Olivia and Peter exchange a look, and his hand instinctively goes to his chest.
Olivia is off the ground and next to Peter in a flash. "You don't think…" She trails off.
"Don't you?" He raises an eyebrow.
She doesn't answer.
"I'm going to go back to the office, see if I can figure out who Charlie talked to." Peter regards Olivia carefully.
"Be careful," she tells him.
Her eyes follow him as he weaves his way out through the crime scene.
Broyles whistles. "So," he says, "it's really true. The great Olivia Dunham really has found someone to put up with her shit."
She doesn't say anything, but to him, that's answer enough.
(She gets back to the office and together they figure out how to break the heart in half, so that he has a back-up. Just in case.)

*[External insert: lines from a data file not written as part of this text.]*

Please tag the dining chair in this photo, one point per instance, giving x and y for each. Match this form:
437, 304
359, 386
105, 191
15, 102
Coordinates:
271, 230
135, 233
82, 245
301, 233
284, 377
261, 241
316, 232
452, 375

Nina Sharp never liked Peter Bishop. She liked Olivia Dunham even less. And the two of them together—that was just a recipe for disaster.
So, needless to say, Nina is not pleased when the two sweep into her office, unannounced and unescorted.
"Olivia," she says coolly. "Peter. How's your heart?"
"How's your hand?" His reply is equally cold.
"Before we get down to it, Miss Sharp," Olivia folds her hands, resting them on her lap. "I want you to know that there is a letter in the possession of my assistant, to be released in case of my disappearance."
"I thought we might be past that," says Nina, sighing.
"You nailed me into a coffin and threw me in the ocean. I don't think we'll ever be past this." Olivia smiles wolfishly, bright red lipstick contrasting with her pale skin.
"What do you need, detective?" asked Nina.
"Charlie Francis." Olivia places a file on the desk. "He one of yours?"
"Not that I know of." Nina doesn't touch the file. "Why don't you tell me why you're really here?"
"We heard Walter Bishop got a new heart," Peter says.
"Oh, yes." Nina smiles sharply. "Designed by William Bell himself."
"That's odd, see, because last time I heard, he was missing." Olivia glares at the redhead.
"Please, Olivia, we both know better than to play that game." Nina smirks. "Regardless, the heart didn't take. He's been in and out of Massive Dynamic's hospital for weeks, but he doesn't have much longer."
She doesn't miss the way Peter grimaces, or that Olivia moves to hold his hand underneath the table. "If that is all…?"
"Not even close." Olivia stands and stalks out of the room, in a swirl of black coat, Peter following behind her as Nina watches.
(That night, he holds on to her the entire night, as if by holding on to her he can somehow cheat death.)
Walter watches in surprise as a reluctant Peter follows Olivia into his hospital room. "We figured out how to split the heart," Olivia says proudly.
He watches, open-mouthed, as Olivia pulls half a heart out of the box, and gives it to him. His hand shakes as he takes it from her.
"Olivia convinced me that it was important to spread happiness, because she saw goodness in you before," Peter says gruffly.
He smiles, and wheels over to his record player, putting on some Coltrane. "As I remember, this was your favorite."
Peter smiles a small smile, and offers a hand to Olivia. She takes it, and he pulls her close to him and they start to dance. Walter smiles, feeling the pain in his chest recede at the sight, as he slowly falls asleep in his chair.
("It was his time," they say, at his funeral. "He brought happiness to the world, and he finished his mission." They don't mention that he died smiling, his blood pumped full of drugs as he hummed along to Coltrane, and no one notices the two figures standing a little ways away, watching.)